Na feira de sábado, que fica na divisa entre Santa Cecília e o conservador Campos Elíseos, a tensão entre a novidade e a tradição se estabelece a cada três barracas de frutas e dois berros enérgicos de que o preço do limão está baixando. Senhoras e senhores de família, fardados com seus vestidos de estampa única e camisas bem passadas, respectivamente, transitam por entre sapatinhas e bissexuais de cabelos curtos no corte modelar playmobil, aquele da franjinha aparada no centro da testa, e jovens gays portando cores neon nos shorts, calçam também tênis ou sandálias de couro que custaram muito caro mas que devem parecer ter custado quase nada, uma pechincha. 

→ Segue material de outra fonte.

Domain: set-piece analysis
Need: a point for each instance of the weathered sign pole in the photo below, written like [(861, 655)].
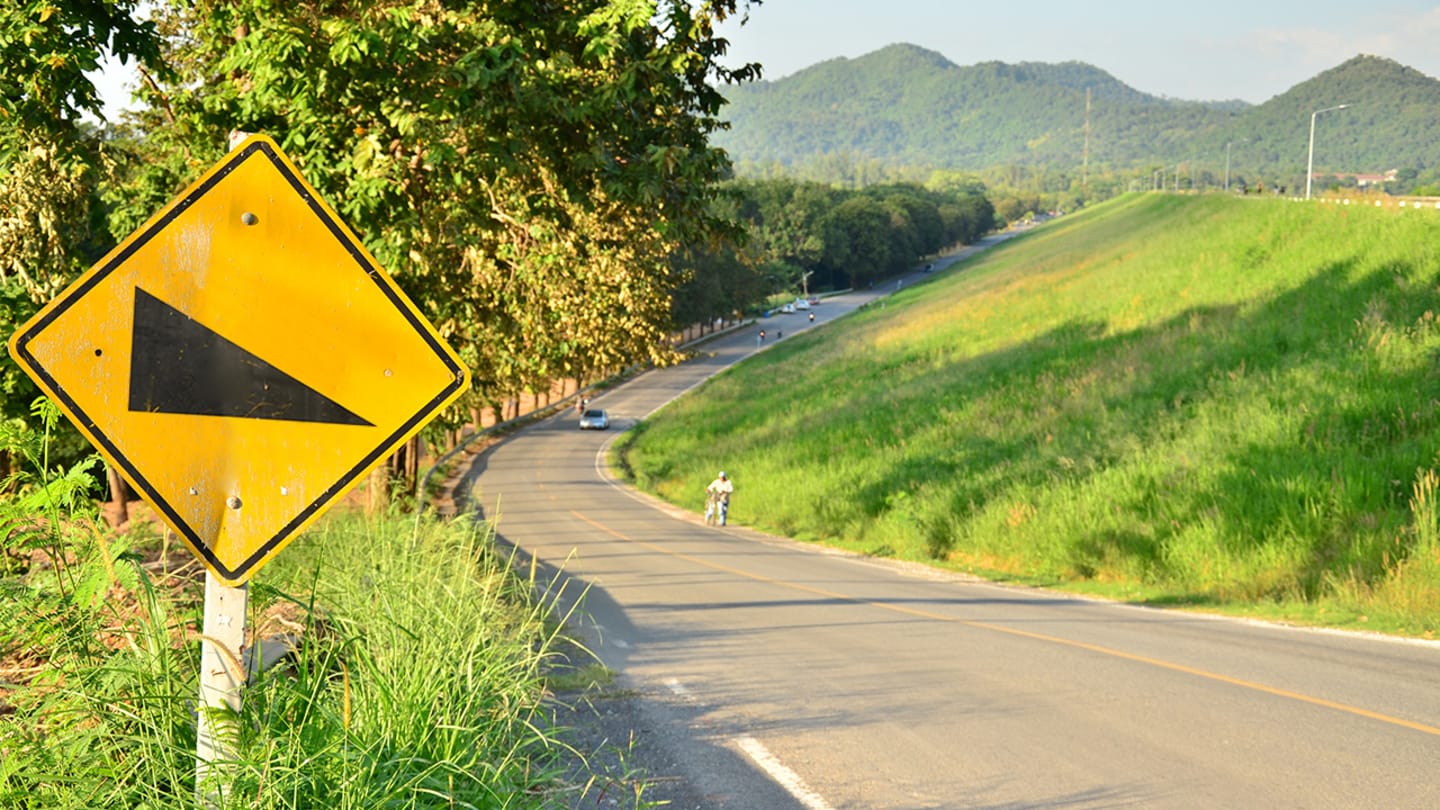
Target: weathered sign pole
[(244, 362)]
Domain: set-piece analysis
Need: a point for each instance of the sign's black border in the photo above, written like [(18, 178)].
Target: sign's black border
[(320, 503)]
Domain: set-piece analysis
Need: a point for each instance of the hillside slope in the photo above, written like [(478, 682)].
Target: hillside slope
[(909, 105), (1211, 399)]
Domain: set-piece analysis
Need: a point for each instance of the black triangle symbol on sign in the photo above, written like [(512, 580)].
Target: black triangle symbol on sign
[(177, 365)]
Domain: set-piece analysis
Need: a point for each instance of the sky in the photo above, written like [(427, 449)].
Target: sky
[(1195, 51)]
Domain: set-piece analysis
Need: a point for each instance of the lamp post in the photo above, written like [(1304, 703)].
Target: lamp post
[(1309, 165)]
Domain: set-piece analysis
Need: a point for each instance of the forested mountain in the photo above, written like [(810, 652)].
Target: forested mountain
[(906, 105)]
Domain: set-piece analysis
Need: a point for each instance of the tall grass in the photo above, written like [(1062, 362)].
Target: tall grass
[(1211, 399), (418, 682)]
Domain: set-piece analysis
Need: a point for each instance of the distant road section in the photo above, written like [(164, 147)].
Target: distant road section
[(775, 675)]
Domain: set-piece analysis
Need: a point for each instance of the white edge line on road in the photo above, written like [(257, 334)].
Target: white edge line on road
[(786, 779), (761, 755)]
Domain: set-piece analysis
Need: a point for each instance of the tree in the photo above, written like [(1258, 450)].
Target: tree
[(52, 162), (524, 172)]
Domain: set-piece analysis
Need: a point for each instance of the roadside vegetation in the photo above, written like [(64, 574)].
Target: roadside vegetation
[(1194, 401), (419, 676)]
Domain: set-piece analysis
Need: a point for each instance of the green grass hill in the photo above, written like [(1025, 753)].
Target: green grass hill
[(1178, 399)]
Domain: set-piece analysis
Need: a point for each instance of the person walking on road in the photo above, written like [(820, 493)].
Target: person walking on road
[(719, 492)]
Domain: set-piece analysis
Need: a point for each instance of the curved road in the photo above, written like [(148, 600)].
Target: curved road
[(775, 675)]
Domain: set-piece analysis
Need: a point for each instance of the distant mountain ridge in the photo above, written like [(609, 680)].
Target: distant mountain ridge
[(909, 105)]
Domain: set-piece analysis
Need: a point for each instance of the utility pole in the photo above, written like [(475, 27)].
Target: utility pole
[(1085, 166)]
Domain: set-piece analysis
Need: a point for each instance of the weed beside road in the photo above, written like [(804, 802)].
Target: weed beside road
[(1170, 399)]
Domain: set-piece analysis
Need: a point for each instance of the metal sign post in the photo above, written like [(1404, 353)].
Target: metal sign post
[(222, 681), (242, 361)]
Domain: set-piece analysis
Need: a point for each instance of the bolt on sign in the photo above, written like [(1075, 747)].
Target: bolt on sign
[(241, 359)]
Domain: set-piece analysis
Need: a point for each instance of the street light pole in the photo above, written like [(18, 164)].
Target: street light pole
[(1309, 163)]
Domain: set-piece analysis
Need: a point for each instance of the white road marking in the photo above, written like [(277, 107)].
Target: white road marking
[(786, 779), (761, 755)]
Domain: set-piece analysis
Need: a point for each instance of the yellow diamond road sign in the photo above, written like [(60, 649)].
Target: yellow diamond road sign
[(241, 359)]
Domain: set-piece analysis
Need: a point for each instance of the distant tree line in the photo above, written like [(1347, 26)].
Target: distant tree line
[(808, 237), (526, 172)]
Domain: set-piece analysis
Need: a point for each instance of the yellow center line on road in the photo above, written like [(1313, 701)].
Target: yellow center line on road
[(1159, 663)]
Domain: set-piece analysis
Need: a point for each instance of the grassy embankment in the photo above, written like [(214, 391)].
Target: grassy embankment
[(1204, 401), (419, 679)]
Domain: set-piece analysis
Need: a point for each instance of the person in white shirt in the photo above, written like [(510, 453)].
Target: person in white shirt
[(719, 500)]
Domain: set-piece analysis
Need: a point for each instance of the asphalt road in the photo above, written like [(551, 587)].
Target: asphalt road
[(776, 675)]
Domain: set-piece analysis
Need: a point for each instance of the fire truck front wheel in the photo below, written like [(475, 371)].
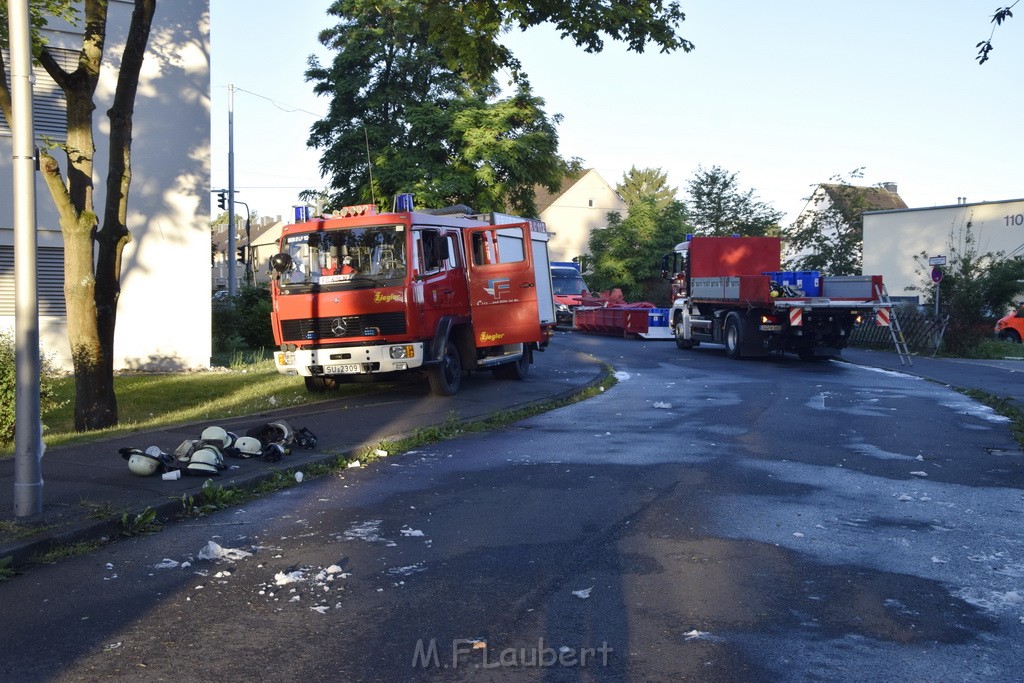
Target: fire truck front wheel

Há certa animosidade velada no encontro, como uma guerra fria que se estabelece pelos silêncios e olhares belicosos, recheados de maneirismos e preconceitos – das duas partes, diga-se de passagem. Os mais velhos sentem uma leve decepção pela juventude que tomou as ruas de seu bairro nobre, onde São Paulo semeara a promessa de igualar-se urbanisticamente à luminosa Paris, em cujos paralelepípedos esta pequena burguesia, afável e bem educada em níveis aristocráticos, pisa às vezes, com seus sapatos de marca, sobretudo quando há uma queda do dólar.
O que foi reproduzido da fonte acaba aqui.